Alas, love doesn’t actually work that way. Because sometimes there is no trauma in your past, no secret crush on a boy, no unresolved phobia, just a lack of the experience you know you’re supposed to be feeling. Forcing it the other way is taking the express elevator to Uncanny Valley Town much like trying to will yourself to sleep, it’s the harder you try, the more wrong it feels.
You can even attempt to “repair” yourself to be more patient, to agree to more second dates, to picture what a life together might be like. When it doesn’t still click, it’s YOU who feels like the failure. Not because you were at fault, because you were incapable of loving a person who was worthy of all of your love.
Being on this side of unrequited love isn’t without its own special kind of heartbreak in people’s belief that the eyes have turned toward them. No, it’s not the grief of losing love, it’s the grief of never having the chance to give it.
You bear a quiet, persistent guilt, the feeling that you failed someone you never wanted to fail. Replay the times when they gazed at you with dreams and hopes where you wish you had spoken up, wish you had called out their bad behavior, wish you had the confidence to speak truth to power, wish your quietness, your reservation, or your civility didn’t prove to be the dagger. You’re afraid they’ll believe they fell short, but really they just didn’t fit for you.
This type of guilt doesn’t often result in a sense of closure. You might grow apart, or they might leave, but you hold their memory like an uncut diamond, lovely, earnest, not yours to possess..

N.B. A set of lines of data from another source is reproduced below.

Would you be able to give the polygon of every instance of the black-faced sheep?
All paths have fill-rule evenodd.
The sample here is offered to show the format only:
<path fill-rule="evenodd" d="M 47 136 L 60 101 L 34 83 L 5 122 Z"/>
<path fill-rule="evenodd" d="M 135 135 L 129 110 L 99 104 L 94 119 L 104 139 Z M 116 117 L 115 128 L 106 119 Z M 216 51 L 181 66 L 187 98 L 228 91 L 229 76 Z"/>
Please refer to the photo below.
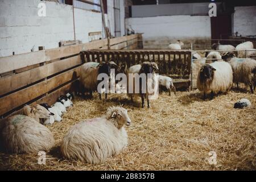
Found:
<path fill-rule="evenodd" d="M 225 61 L 216 61 L 203 66 L 198 74 L 197 88 L 204 92 L 204 98 L 206 94 L 214 94 L 219 92 L 225 92 L 232 86 L 232 68 Z"/>
<path fill-rule="evenodd" d="M 171 90 L 176 94 L 176 88 L 174 85 L 172 78 L 166 76 L 159 75 L 159 87 L 160 86 L 165 86 L 169 92 L 169 96 L 171 96 Z"/>
<path fill-rule="evenodd" d="M 8 153 L 35 153 L 48 151 L 54 145 L 51 131 L 39 123 L 49 118 L 51 113 L 39 105 L 26 106 L 23 115 L 15 115 L 3 121 L 1 138 L 3 148 Z"/>
<path fill-rule="evenodd" d="M 69 159 L 102 163 L 127 145 L 123 126 L 130 124 L 126 109 L 110 107 L 101 118 L 87 119 L 72 127 L 61 143 L 61 154 Z"/>
<path fill-rule="evenodd" d="M 81 67 L 80 76 L 80 87 L 82 89 L 81 93 L 83 95 L 85 91 L 90 93 L 92 97 L 92 93 L 97 90 L 98 84 L 101 81 L 97 80 L 98 75 L 101 73 L 105 73 L 109 77 L 110 75 L 110 64 L 109 63 L 102 62 L 101 63 L 95 62 L 88 62 L 84 64 Z M 101 100 L 101 94 L 99 93 L 100 99 Z M 105 98 L 107 94 L 105 93 Z"/>
<path fill-rule="evenodd" d="M 144 98 L 147 99 L 147 107 L 150 107 L 150 104 L 149 104 L 149 96 L 150 94 L 154 94 L 153 93 L 149 93 L 148 88 L 154 88 L 154 84 L 155 84 L 155 73 L 156 71 L 158 70 L 158 67 L 156 63 L 154 62 L 144 62 L 141 65 L 141 64 L 137 64 L 133 65 L 129 68 L 129 69 L 127 71 L 127 85 L 129 86 L 127 87 L 127 93 L 128 93 L 128 96 L 131 97 L 131 101 L 133 101 L 133 97 L 138 97 L 141 96 L 141 100 L 142 100 L 142 108 L 144 107 Z M 137 73 L 137 74 L 136 74 Z M 142 81 L 139 80 L 139 85 L 135 85 L 135 77 L 136 76 L 138 75 L 138 76 L 141 76 L 142 73 L 144 73 L 146 75 L 146 83 L 143 84 L 144 83 L 142 83 Z M 148 79 L 147 77 L 147 74 L 152 74 L 152 78 Z M 131 76 L 131 78 L 133 78 L 133 93 L 129 93 L 129 75 Z M 140 79 L 141 80 L 141 79 Z M 136 86 L 139 86 L 139 93 L 135 93 L 136 90 Z M 146 87 L 146 88 L 145 88 Z M 143 90 L 146 89 L 146 92 L 142 92 Z M 143 93 L 146 92 L 146 93 Z"/>

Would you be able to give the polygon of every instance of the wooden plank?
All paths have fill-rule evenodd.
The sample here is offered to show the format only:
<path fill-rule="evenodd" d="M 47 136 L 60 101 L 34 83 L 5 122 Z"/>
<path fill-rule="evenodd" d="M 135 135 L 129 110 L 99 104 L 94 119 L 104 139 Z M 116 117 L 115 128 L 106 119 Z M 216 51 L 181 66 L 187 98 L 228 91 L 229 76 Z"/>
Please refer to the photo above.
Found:
<path fill-rule="evenodd" d="M 47 60 L 45 51 L 42 50 L 0 57 L 0 73 L 43 63 Z"/>
<path fill-rule="evenodd" d="M 82 63 L 80 56 L 48 64 L 19 74 L 0 78 L 0 96 Z"/>
<path fill-rule="evenodd" d="M 0 115 L 47 93 L 72 79 L 75 79 L 77 77 L 79 73 L 80 67 L 74 68 L 49 80 L 46 80 L 1 98 Z"/>
<path fill-rule="evenodd" d="M 82 44 L 79 44 L 46 49 L 46 59 L 48 60 L 52 60 L 79 53 L 82 51 Z"/>

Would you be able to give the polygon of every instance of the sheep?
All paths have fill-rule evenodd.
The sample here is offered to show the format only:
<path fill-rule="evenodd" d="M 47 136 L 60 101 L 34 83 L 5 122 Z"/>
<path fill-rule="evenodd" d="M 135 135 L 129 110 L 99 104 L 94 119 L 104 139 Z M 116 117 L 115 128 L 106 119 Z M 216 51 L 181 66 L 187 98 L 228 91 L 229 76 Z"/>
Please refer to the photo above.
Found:
<path fill-rule="evenodd" d="M 177 40 L 176 43 L 170 43 L 168 47 L 172 50 L 181 50 L 181 47 L 184 46 L 184 43 L 180 40 Z"/>
<path fill-rule="evenodd" d="M 193 59 L 200 60 L 200 59 L 201 59 L 202 57 L 201 57 L 201 56 L 197 52 L 195 52 L 192 54 L 192 59 Z"/>
<path fill-rule="evenodd" d="M 66 96 L 61 95 L 59 99 L 65 107 L 69 107 L 73 105 L 73 102 Z"/>
<path fill-rule="evenodd" d="M 59 107 L 53 106 L 50 106 L 46 103 L 41 104 L 40 105 L 47 109 L 51 113 L 53 114 L 53 115 L 51 115 L 49 119 L 44 121 L 44 125 L 52 124 L 54 121 L 61 121 L 61 111 L 59 110 Z"/>
<path fill-rule="evenodd" d="M 11 154 L 37 153 L 48 151 L 55 143 L 51 131 L 39 123 L 48 119 L 50 112 L 39 105 L 26 106 L 24 115 L 15 115 L 5 121 L 1 143 L 5 152 Z"/>
<path fill-rule="evenodd" d="M 238 102 L 235 103 L 234 108 L 243 109 L 243 107 L 250 107 L 251 105 L 251 102 L 249 100 L 241 98 Z"/>
<path fill-rule="evenodd" d="M 57 107 L 58 109 L 61 111 L 61 113 L 60 115 L 61 115 L 62 113 L 67 112 L 66 107 L 63 104 L 62 104 L 61 101 L 60 101 L 59 98 L 57 100 L 57 102 L 53 105 L 53 106 Z"/>
<path fill-rule="evenodd" d="M 100 118 L 83 121 L 72 127 L 64 136 L 60 151 L 64 158 L 90 164 L 104 163 L 127 146 L 124 125 L 131 125 L 127 111 L 110 107 Z"/>
<path fill-rule="evenodd" d="M 243 43 L 240 44 L 236 47 L 236 50 L 238 51 L 238 57 L 243 57 L 245 56 L 245 54 L 246 55 L 250 55 L 251 54 L 253 54 L 253 53 L 250 53 L 251 51 L 245 51 L 246 50 L 253 50 L 253 44 L 251 42 L 247 41 Z"/>
<path fill-rule="evenodd" d="M 80 82 L 82 86 L 82 94 L 85 90 L 89 91 L 90 96 L 92 98 L 93 92 L 97 90 L 98 84 L 100 81 L 97 80 L 98 75 L 100 73 L 107 74 L 110 76 L 110 64 L 109 63 L 88 62 L 84 64 L 81 67 Z M 81 86 L 81 85 L 80 85 Z M 99 93 L 100 99 L 101 100 L 101 94 Z M 107 94 L 105 93 L 105 99 Z"/>
<path fill-rule="evenodd" d="M 212 44 L 212 48 L 214 50 L 220 51 L 233 51 L 236 49 L 236 47 L 232 45 L 221 45 L 219 43 Z"/>
<path fill-rule="evenodd" d="M 129 69 L 127 71 L 127 85 L 129 85 L 129 75 L 132 73 L 133 75 L 133 93 L 129 93 L 129 86 L 127 86 L 127 94 L 128 96 L 131 98 L 131 100 L 132 102 L 133 102 L 133 96 L 138 97 L 139 96 L 141 96 L 142 102 L 142 107 L 144 107 L 144 98 L 147 99 L 147 107 L 150 107 L 150 104 L 149 104 L 149 95 L 148 90 L 147 89 L 148 85 L 153 85 L 155 83 L 154 80 L 154 77 L 155 77 L 155 73 L 156 71 L 158 70 L 158 67 L 156 63 L 152 62 L 143 62 L 141 65 L 137 64 L 133 65 L 129 68 Z M 134 73 L 138 73 L 139 75 L 140 75 L 141 73 L 145 73 L 146 77 L 146 93 L 142 93 L 142 87 L 143 85 L 141 81 L 139 82 L 139 93 L 135 93 L 135 75 Z M 148 79 L 147 78 L 147 74 L 152 74 L 152 78 L 151 79 Z"/>
<path fill-rule="evenodd" d="M 210 52 L 205 56 L 207 59 L 212 59 L 213 61 L 221 60 L 221 55 L 220 52 L 216 51 Z"/>
<path fill-rule="evenodd" d="M 233 72 L 233 82 L 237 84 L 242 82 L 249 85 L 252 93 L 254 93 L 255 78 L 253 71 L 256 68 L 256 60 L 249 58 L 233 57 L 229 61 Z"/>
<path fill-rule="evenodd" d="M 50 106 L 49 106 L 46 103 L 40 104 L 40 105 L 42 106 L 43 107 L 44 107 L 44 108 L 47 109 L 48 110 L 49 110 L 49 108 L 51 107 Z M 44 125 L 52 125 L 52 124 L 53 124 L 54 123 L 54 121 L 55 121 L 54 115 L 55 114 L 51 112 L 51 115 L 49 117 L 49 118 L 46 119 L 46 120 L 44 120 L 44 123 L 43 123 Z"/>
<path fill-rule="evenodd" d="M 158 79 L 159 86 L 165 86 L 169 92 L 169 96 L 171 96 L 171 90 L 174 91 L 174 94 L 176 94 L 176 88 L 174 86 L 172 78 L 168 76 L 159 75 Z"/>
<path fill-rule="evenodd" d="M 197 88 L 206 94 L 210 92 L 212 98 L 218 92 L 225 92 L 232 86 L 232 68 L 225 61 L 216 61 L 203 66 L 197 76 Z"/>

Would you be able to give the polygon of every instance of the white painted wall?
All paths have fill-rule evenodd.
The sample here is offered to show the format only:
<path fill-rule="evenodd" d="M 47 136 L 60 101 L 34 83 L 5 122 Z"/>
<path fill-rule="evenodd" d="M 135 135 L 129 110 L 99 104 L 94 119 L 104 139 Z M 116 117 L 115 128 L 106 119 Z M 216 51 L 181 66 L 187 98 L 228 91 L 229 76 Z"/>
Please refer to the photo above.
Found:
<path fill-rule="evenodd" d="M 256 6 L 235 7 L 233 16 L 233 33 L 242 36 L 256 35 Z"/>
<path fill-rule="evenodd" d="M 144 33 L 146 39 L 155 37 L 210 38 L 210 18 L 207 16 L 161 16 L 126 19 L 136 32 Z"/>
<path fill-rule="evenodd" d="M 174 15 L 125 19 L 137 33 L 143 34 L 144 48 L 167 48 L 170 43 L 183 41 L 183 48 L 206 48 L 210 46 L 210 18 L 208 16 Z"/>
<path fill-rule="evenodd" d="M 89 32 L 102 31 L 101 14 L 80 9 L 75 9 L 76 39 L 88 42 Z"/>
<path fill-rule="evenodd" d="M 46 4 L 46 17 L 38 15 L 38 5 Z M 34 47 L 46 49 L 59 47 L 61 40 L 74 40 L 72 6 L 40 0 L 0 0 L 0 57 L 29 52 Z M 113 1 L 108 1 L 110 29 L 114 35 Z M 123 0 L 120 0 L 121 31 L 125 34 Z M 100 13 L 74 9 L 76 38 L 85 43 L 88 33 L 103 31 Z"/>
<path fill-rule="evenodd" d="M 0 56 L 51 48 L 74 39 L 72 6 L 46 2 L 46 17 L 38 15 L 40 0 L 0 1 Z"/>

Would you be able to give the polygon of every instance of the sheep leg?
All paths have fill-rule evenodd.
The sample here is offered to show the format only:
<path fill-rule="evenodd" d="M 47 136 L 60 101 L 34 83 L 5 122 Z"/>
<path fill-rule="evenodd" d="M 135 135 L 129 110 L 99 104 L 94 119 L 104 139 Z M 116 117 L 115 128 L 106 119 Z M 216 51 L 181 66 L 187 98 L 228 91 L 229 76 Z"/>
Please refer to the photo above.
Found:
<path fill-rule="evenodd" d="M 142 108 L 144 108 L 144 95 L 143 94 L 141 94 L 141 101 L 142 102 Z"/>
<path fill-rule="evenodd" d="M 210 99 L 213 99 L 214 97 L 214 93 L 212 91 L 210 92 Z"/>
<path fill-rule="evenodd" d="M 204 92 L 204 97 L 203 97 L 203 98 L 204 98 L 204 100 L 206 100 L 206 93 L 205 93 L 205 92 Z"/>
<path fill-rule="evenodd" d="M 253 93 L 253 84 L 251 84 L 251 83 L 250 83 L 249 85 L 249 86 L 250 86 L 250 89 L 251 89 L 251 93 Z"/>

These are important discussions to have, and we need to keep them going across the skilled trades. The most important thing of all, that you can’t help who you don’t love back and you’re not a monster for that. That emotional connection is not something you can just conjure through force of will or praise or guilt trip. To leave them for the sake of love rather than duty is, ultimately, the kinder choice even when it feels cruel.
We have to extend ourselves a little more grace when we inevitably end up in this position. Here’s the good news, you have permission to not feel the same way as other people. You’ve got all the rights in the world to demand better or at least something different from what you’ve received so far and not to internalize that wish into blaming yourself. Just because your neighbor tweets their enthusiasm, you aren’t obligated to fall in love as well.
It’s one of those things where people come into your life with a really simple, beautiful, heartfelt offering and yet somehow you just aren’t connecting. That’s not to say they weren’t all outstanding. It isn’t an indictment of you as someone who just doesn’t like beautiful things. That doesn’t mean the route you wanted to take wasn’t possible at all. That’s a difficult truth to accept it’s no less mean one.
It’s true and I have encountered grace under their administration. There is a sweetness in understanding when to pull the plug before resentment sets in. The most unloving thing you can do is continue to act like you love someone, hoping they’ll start loving you back.
The worst part is that you mourn them not for the fact that you’ve lost them, but because they chose to love you with a fullness in which you seldom felt loved. It wasn’t the lost romance you longed for, but the safety of being known, selected, and cherished. It’s not always love you miss, but the ease of being observed that way with such gentility. You miss the ideology of yourself that was reflected back at them, the one who is more soft, more lovable. Even if you never sought their heart in the first place, the loss of never being gazed upon like that again stings just as much.